Conclusion: Tense situations, solved creatively

Good stealth design is predicated upon tension. It's about letting the player choose when and how to engage in conflict, and making them fear that their plans will be spoiled at any moment if they put a foot wrong. 

Great stealth encounters establish a clear reason for caution — for the patient and methodical approach that stealth requires — and then constantly tighten and loosen the metaphorical noose around the player-character's head, never completely allowing tension to wane until the mission is accomplished.
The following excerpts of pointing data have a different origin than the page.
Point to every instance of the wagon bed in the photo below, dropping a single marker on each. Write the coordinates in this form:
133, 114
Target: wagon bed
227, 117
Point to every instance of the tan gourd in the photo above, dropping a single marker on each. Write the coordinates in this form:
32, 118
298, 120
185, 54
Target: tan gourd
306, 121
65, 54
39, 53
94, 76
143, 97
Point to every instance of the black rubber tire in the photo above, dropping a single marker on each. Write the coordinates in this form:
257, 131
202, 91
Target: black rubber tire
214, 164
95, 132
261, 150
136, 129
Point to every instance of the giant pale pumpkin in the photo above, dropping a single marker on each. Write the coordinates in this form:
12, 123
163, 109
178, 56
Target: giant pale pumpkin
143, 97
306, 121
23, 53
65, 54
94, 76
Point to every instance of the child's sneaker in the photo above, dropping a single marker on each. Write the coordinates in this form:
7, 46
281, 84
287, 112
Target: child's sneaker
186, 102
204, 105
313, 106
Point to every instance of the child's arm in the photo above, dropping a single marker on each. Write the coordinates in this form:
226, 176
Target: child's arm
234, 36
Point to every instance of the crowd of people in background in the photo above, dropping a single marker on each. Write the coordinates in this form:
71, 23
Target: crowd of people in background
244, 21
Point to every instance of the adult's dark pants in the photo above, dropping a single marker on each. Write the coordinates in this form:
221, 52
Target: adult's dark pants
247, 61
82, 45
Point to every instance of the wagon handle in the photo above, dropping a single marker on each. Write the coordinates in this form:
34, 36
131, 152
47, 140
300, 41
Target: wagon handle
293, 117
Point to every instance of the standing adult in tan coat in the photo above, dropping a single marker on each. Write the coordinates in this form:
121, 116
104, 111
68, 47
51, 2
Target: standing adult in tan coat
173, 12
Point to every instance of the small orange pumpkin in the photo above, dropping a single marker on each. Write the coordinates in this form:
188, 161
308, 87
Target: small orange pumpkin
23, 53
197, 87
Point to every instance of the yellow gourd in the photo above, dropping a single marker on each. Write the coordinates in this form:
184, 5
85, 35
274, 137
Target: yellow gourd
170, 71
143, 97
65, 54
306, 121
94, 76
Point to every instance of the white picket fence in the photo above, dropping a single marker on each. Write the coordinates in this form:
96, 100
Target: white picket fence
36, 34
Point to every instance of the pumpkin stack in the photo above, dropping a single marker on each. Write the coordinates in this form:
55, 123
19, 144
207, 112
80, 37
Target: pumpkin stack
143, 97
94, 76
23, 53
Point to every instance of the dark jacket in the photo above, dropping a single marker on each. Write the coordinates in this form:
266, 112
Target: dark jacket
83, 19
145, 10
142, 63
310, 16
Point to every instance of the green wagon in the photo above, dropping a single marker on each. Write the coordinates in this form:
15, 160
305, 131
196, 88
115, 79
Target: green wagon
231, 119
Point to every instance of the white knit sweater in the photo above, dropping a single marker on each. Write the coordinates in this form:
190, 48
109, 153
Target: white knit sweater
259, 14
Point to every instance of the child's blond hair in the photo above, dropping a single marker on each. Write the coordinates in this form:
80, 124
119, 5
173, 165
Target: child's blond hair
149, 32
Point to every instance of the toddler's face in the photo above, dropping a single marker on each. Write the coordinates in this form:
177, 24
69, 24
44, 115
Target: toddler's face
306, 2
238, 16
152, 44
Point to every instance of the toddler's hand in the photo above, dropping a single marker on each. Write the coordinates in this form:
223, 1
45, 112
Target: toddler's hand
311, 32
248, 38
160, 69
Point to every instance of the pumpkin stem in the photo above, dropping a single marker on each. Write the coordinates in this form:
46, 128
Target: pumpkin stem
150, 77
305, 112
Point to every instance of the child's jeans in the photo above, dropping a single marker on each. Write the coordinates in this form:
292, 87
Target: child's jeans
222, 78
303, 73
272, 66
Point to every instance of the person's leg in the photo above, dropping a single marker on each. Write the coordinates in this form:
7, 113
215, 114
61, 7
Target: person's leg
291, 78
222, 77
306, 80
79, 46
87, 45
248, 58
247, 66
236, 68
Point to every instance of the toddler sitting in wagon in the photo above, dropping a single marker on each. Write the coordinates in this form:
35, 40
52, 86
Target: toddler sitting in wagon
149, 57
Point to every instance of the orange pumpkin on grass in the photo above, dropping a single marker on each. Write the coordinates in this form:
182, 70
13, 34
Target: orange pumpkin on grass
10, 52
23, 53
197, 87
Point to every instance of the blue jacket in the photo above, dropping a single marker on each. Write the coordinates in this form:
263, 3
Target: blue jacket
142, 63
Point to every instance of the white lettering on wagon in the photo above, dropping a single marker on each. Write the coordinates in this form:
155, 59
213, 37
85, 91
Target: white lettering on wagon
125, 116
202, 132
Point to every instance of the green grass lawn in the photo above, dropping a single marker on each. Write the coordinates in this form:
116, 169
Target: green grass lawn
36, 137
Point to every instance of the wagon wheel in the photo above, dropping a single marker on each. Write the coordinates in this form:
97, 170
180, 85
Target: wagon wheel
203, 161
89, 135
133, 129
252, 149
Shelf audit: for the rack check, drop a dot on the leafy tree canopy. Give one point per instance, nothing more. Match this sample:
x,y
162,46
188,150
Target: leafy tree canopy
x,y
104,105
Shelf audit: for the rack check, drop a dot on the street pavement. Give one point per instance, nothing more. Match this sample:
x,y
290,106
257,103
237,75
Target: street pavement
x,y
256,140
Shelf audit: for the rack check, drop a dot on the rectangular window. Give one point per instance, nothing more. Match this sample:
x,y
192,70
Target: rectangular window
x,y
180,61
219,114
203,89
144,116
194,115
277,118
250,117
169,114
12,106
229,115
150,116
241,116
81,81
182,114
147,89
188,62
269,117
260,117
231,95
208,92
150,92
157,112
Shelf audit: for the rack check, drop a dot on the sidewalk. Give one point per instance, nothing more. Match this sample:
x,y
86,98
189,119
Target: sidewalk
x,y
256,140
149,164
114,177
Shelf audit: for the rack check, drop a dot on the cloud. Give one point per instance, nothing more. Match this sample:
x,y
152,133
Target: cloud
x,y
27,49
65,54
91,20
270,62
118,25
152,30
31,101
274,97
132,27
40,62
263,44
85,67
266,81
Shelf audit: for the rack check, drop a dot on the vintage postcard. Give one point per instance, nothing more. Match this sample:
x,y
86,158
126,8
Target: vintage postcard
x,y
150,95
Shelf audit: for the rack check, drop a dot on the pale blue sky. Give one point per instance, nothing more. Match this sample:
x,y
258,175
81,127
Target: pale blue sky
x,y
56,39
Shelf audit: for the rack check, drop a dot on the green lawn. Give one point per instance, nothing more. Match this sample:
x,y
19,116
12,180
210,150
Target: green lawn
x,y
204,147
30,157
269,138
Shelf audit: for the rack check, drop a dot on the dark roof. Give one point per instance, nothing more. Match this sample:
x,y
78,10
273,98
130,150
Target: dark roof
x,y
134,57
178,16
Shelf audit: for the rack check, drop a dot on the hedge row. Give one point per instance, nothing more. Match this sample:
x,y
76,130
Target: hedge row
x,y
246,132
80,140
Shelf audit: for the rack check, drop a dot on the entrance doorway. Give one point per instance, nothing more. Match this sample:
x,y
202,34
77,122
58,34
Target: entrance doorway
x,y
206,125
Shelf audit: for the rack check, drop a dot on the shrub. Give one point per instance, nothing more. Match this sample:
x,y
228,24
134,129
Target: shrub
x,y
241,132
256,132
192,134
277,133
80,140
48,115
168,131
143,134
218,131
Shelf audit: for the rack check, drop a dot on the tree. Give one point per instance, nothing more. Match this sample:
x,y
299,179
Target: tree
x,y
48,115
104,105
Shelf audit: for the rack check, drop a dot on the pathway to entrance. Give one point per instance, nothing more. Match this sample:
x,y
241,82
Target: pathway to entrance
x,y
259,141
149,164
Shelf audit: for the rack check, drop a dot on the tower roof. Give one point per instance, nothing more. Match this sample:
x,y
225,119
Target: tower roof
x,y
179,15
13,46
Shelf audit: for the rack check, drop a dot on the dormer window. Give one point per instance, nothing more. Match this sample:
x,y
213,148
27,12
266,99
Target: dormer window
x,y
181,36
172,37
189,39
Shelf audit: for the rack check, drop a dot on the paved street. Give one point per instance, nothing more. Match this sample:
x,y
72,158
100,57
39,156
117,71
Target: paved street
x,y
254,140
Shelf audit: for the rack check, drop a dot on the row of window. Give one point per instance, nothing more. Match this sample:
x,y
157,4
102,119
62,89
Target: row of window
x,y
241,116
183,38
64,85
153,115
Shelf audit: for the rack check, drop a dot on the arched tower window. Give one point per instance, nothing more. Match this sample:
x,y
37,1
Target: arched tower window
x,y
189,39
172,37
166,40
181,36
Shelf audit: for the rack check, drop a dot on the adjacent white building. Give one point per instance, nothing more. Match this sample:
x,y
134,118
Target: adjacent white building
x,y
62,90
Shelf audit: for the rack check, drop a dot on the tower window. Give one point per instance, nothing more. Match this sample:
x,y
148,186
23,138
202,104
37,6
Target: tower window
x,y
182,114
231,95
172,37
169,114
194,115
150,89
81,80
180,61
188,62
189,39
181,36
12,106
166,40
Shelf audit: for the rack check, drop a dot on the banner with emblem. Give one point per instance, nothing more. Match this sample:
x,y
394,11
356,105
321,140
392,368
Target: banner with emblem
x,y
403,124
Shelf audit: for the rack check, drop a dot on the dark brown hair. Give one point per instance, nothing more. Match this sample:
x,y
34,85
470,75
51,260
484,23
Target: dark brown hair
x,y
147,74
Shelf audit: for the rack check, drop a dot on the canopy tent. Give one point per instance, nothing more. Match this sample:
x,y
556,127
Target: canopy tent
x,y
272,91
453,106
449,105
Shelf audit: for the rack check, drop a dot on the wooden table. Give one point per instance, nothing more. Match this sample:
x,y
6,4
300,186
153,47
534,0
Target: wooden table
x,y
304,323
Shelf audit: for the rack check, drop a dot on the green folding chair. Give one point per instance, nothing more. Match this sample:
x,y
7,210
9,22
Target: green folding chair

But they also leave room for player expression, with no one single solution and a systemic elegance that allows even catastrophic failures to be survived — with a bit of luck and skill, a lot of ingenuity, and possibly a very unstealthy few moments of activity. Solid Snake's cardboard boxes and Agent 47's far-fetched disguises may seem ridiculous, but history gives us much more unlikely attempts at stealth, so don't feel like you have to be sensible in crafting your stealth systems and scenarios.

Thanks to Dan Hindes, David León, Jim Rossignol, and Morten Hedegren for their help putting this list together.